Keytar is a proof-of-concept touch keyboard that integrates speech recognition with swiping in realtime.

The user swipes to enter words, similar to Swype or Google Keyboard. However, as they are swiping, the user also says the word out loud. Voice recognition is performed on the speech, and the swipe and voice information is put together to get very high quality results.

How I built it

About a year ago, I wrote a library called speech_recognition, which now has many tens of thousands of active users. This provides the speech side of things.
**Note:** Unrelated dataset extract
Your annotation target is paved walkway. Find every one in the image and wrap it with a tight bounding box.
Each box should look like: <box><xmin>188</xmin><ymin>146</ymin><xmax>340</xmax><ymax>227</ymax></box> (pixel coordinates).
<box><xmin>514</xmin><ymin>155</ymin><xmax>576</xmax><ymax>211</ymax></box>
The swipe keyboard demo is written using Python and PyGame. Polling the touch position, we get the trail left behind by the finger. This information is used by a ranking function and an English word list to get the most likely words intended by the user.

Speech recognition is constantly running while the keyboard is active. The results are merged with recently swiped words. That means that speaking can be used to correct the most recently typed word.

Challenges I ran into

This keyboard is intended for use with mobile phones. For simplicity and ease of development/testing, I chose to make a desktop app.

Additionally, the API-based speech recognition is a bit too slow to match real-world typing speeds, especially on the WiFi in E5. To solve this, I would swap it out for something like PocketSphinx, which has no dependency on network speeds.

Accomplishments that I'm proud of

The language model is really simple, but it works surprisingly well. Words are scored by their log combined rank and length, and voice and typing are resolved in a really elegant way.

As a proof of concept, I feel that the idea is demonstrated quite well.

What I learned

I've never used PyGame for this sort of thing before - it's quite nice to work with! Figuring out how swipe-style keyboards work was also very interesting, and my algorithm is likely very different from what currently available swipe keyboards use.

What's next for Keytar

First, I'd like to try using something like PocketSphinx to make the speech recognition faster.

Then, an improved swipe model is in order. For example, the length of the path that goes through the key, and sudden changes in the swipe direction, should be taken into account.